Firm News - Securities Newsletter April 2013

Materiality Need Not Be Proven at Class Certification Stage
In a 6-3 decision in February, the Supreme Court ruled for investors in the class-action case Amgen Inc. v. Connecticut Retirement Plans and Trust Funds, No. 11- 1085. The question in the case was whether plaintiffs in securities fraud cases should be required to prove that the defendant had made a material misstatement before a class action may be certified.
Material information, the court has explained, is the sort of thing that reasonable investors would believe significantly alters the total mix of available information.
The court has also said that materiality may be presumed when a company makes public statements in an efficient securities market, or a market that reflects all publicly available information about a company. That presumption is known as the “fraud on the market” theory.
Justice Ruth Bader Ginsburg, writing for the majority, said the plaintiffs’ assertion was enough for purposes of class certification because the question at that stage was merely whether, in the words of the relevant rule of civil procedure, “questions of law or fact common to class members predominate over any questions affecting only individual members.”
Several of the concurring and dissenting Justices stated, however, that it may be time to reconsider the fraud-on-themarket theory in light of research suggesting that it may sometimes rest on a faulty premise. Without the “fraud on the market” presumption, securities fraud class actions would face a near-certain death.
Without Comment Supreme Court Broadens Size of Classes Represented in MBS Litigations
Late last year, the 2nd U.S. Circuit Court of Appeals in New York ruled against Goldman Sachs in its attempt to limit those represented in MBS class actions. The Court ruled that a union pension fund appropriately represented all purchasers of MBS securities from various offerings, including securities the union fund did not itself purchase. The offerings were all allegedly backed by the same loans.
The decision was controversial nationwide.
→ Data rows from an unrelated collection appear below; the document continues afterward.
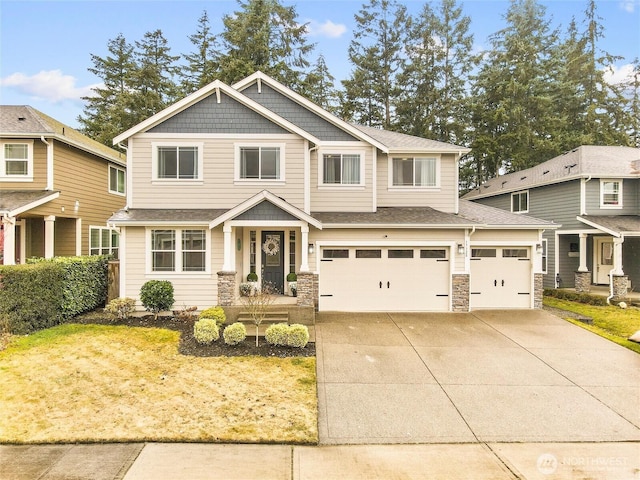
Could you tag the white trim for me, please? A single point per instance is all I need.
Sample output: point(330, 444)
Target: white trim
point(260, 145)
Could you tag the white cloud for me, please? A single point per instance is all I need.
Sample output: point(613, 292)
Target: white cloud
point(49, 85)
point(617, 75)
point(326, 29)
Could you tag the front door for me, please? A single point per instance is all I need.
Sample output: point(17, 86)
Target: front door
point(273, 260)
point(603, 250)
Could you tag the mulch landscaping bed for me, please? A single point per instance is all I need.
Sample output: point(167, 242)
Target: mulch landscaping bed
point(188, 344)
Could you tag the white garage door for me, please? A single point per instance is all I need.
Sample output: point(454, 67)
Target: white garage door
point(356, 279)
point(500, 277)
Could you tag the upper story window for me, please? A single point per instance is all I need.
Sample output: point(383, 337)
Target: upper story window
point(611, 193)
point(17, 161)
point(342, 169)
point(520, 202)
point(255, 162)
point(415, 172)
point(177, 161)
point(116, 180)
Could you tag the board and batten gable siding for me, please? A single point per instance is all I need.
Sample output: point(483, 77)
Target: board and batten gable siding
point(39, 168)
point(343, 198)
point(218, 188)
point(83, 178)
point(207, 116)
point(189, 290)
point(441, 198)
point(630, 205)
point(297, 114)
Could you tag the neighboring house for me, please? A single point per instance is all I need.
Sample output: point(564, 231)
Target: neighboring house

It contradicted a decision by an Appeals Court and two district courts. Those courts had held that MBS class actions were limited to purchasers of the exact same certificates or tranches.
Surprisingly just last month, the U.S. Supreme Court refused to consider Goldman Sach’s appeal. Goldman responded, stating the decision allowed the plaintiffs to bring claims regarding securities worth several billion dollars, rather than the $500,000 in securities that the fund directly purchased. In our opinion, this decision rightfully expands those MBS investors represented in MBS class actions.
S.E.C. Must File Suit Within Five Years From When Fraud Occurs
In a unanimous opinion in Gabelli v. Sec. & Exch. Comm’n, No. 11-1274 (U.S. Feb. 27, 2013) the U.S. Supreme Court held that the five-year limitations period that governs S.E.C. enforcement actions begins to run immediately when the alleged fraud is complete. This limitation is not extended by the S.E.C.’s failure to discover the fraud, as the Second Circuit found.
Ordinarily the deadline to file suit begins to run upon a party’s injury, but in cases of fraud, when the injury itself is concealed, courts have protected individuals, who are after all not required to be in a constant state of investigation. The Supreme Court explained, however, that rationale does not apply to the S.E.C. because its mandate is to investigate and prevent fraud and it has statutory authority to demand detailed records, including extrajudicial subpoenas.
In deciding that the S.E.C. has a set window to investigate and file suit, the Supreme Court did not address other doctrines, available to the S.E.C. and other private litigants. For example, an applicable limitations period can be extended when the defendant takes steps beyond the challenged conduct itself to conceal that conduct.
This decision means that there will be more and more occasions where the only source of securities fraud enforcement will be private lawsuits.